On a sun-soaked Parisian street, M, a mother on the brink of rebellion, wanders into a famous artist’s gallery show. The artist’s paintings speak—quite literally—to her, promising a liberation usually reserved for men. She returns to the coastal home she shares with her husband, but the unsettling impression of the art, and the evasive artist, remains. So she writes, inviting him to stay in their second place, a modest cottage salvaged from the land.

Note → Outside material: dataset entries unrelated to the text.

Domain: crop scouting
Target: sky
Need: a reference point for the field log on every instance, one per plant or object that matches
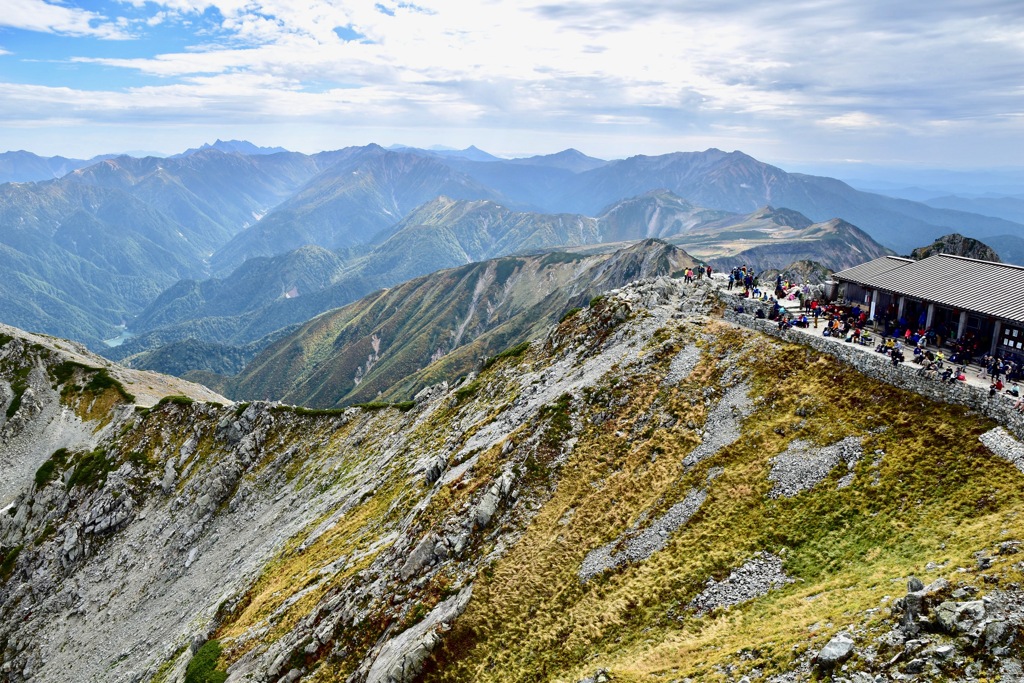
(936, 83)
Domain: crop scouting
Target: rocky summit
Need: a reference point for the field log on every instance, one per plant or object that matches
(651, 491)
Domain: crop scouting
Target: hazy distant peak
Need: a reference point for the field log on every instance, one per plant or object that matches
(233, 146)
(782, 216)
(957, 245)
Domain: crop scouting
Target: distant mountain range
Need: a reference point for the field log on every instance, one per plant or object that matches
(27, 167)
(382, 345)
(267, 294)
(772, 239)
(96, 247)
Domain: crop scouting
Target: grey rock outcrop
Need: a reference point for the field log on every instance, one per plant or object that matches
(757, 577)
(638, 545)
(802, 466)
(401, 658)
(835, 652)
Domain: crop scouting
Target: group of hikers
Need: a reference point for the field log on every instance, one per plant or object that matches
(898, 338)
(689, 274)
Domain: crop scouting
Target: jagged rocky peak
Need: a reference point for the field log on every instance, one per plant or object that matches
(626, 498)
(957, 245)
(785, 217)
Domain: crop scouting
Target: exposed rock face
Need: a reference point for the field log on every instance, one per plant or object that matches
(956, 245)
(755, 578)
(801, 466)
(638, 545)
(835, 652)
(400, 659)
(445, 539)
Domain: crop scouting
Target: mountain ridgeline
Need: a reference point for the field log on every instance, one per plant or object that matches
(647, 492)
(265, 295)
(393, 343)
(87, 252)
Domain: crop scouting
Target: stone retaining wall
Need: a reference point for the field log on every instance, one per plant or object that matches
(880, 367)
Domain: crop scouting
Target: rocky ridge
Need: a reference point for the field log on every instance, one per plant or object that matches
(443, 540)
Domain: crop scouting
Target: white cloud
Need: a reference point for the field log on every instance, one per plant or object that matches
(676, 70)
(41, 16)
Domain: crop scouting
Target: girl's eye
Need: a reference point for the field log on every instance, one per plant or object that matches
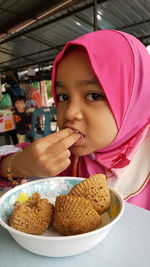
(95, 96)
(62, 97)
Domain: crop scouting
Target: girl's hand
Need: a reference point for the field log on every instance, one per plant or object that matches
(47, 156)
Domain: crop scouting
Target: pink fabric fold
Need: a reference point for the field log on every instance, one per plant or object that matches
(121, 64)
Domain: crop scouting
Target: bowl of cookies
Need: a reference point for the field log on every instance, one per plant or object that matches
(61, 216)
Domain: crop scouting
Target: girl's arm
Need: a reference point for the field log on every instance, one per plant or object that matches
(47, 156)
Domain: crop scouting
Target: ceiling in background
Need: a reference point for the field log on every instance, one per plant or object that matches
(33, 32)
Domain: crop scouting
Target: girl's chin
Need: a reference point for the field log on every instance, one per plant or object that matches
(79, 152)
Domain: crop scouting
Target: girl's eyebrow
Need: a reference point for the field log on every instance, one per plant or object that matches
(79, 83)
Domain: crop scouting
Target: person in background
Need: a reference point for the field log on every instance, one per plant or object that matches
(22, 118)
(101, 87)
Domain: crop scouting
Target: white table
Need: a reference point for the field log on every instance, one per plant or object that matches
(127, 245)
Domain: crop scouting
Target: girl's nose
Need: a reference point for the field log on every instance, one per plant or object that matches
(74, 111)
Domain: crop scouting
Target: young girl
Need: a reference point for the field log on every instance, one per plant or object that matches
(101, 87)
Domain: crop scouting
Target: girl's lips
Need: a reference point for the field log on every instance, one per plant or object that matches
(80, 139)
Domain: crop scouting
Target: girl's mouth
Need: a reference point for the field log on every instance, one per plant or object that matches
(81, 138)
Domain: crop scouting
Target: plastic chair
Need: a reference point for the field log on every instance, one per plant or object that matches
(44, 116)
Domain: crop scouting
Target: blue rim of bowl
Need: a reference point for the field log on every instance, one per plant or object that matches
(41, 237)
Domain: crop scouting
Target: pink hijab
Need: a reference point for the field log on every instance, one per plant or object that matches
(122, 66)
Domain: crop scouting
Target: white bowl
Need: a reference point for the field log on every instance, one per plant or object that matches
(51, 243)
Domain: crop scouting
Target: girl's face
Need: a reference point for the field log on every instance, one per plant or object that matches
(20, 105)
(82, 104)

When historical catastrophe upends daily life, M’s daughter returns to the marsh, along with her prim, privileged boyfriend. The painter arrives, too, accompanied by a lithe, cosmopolitan lover. Resigned to the perilous indoors, fissures form within the strange group. The painter’s quietly demonic presence wreaks havoc with M, plunging her into existential disarray. As secrets, alliances and private desires come to light, she is forced to choose between her deepest impulses: to comply or to rebel completely.
Like her acclaimed Outline trilogy, Rachel Cusk’s Second Place transcends its form. Inspired by Lorenzo in Taos, Mabel Dodge Luhan’s 1932 memoir of the writer D. H. Lawrence’s fraught visit to her communal property, the novel hovers between past and present, Gothic and contemporary, fable and truth—continuing to haunt us long after we’ve looked away.